The Jensen Connection

Today, MediaTek is undergoing its most significant transformation yet: shifting from mobile connectivity to a "Computing Powerhouse." Central to this is Tsai’s 25-year relationship with NVIDIA CEO Jensen Huang.

The two have been friends since 1996, when NVIDIA was a fledgling graphics firm. Tsai recalls Huang predicting the shift toward "Computing" decades ago. Today, MediaTek and NVIDIA are co-developing chips for AI-powered automotive cockpits and PCs.

"The investment in AI data centers is an order of magnitude higher than the Internet or Mobile era," Tsai noted.
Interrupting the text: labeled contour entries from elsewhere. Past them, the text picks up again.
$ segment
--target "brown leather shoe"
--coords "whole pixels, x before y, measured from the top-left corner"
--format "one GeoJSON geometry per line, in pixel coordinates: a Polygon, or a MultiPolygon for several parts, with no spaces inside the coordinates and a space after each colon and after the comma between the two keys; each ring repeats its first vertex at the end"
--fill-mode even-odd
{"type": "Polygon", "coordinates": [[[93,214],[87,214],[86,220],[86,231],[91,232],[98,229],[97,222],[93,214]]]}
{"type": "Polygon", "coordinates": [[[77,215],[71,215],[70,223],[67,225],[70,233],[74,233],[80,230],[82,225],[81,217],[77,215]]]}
While Huang is the industry’s rockstar, Tsai is the silent architect of the supply chain. "I'm not Jensen," Tsai joked, "but our engineers are learning their culture."

Credit:A Bit Personal with Jodi Shelton

Credit:A Bit Personal with Jodi Shelton

The Final Tape-Out

At the age where most executives have long retired, Tsai remains obsessed with the "Long Game." He credits his wife,*Betty, for raising their family while he pursued a 24/7 executive schedule. His nightly ritual is simple: a hot shower, a glass of red wine, and a history book.

He is still hunting for a bottle of the rare and expensive Scarecrow Cabernet from Napa Valley—simply because he’s never tried it. It’s a fitting metaphor for a man who has spent 40 years chasing the next technical frontier.

"Rick is a good guy. I enjoy working with him, and I trust him." That, Tsai says, is the only legacy that matters. In an industry defined by cold silicon and brutal cycles, Rick Tsai has proven that the most resilient component is still the human spirit.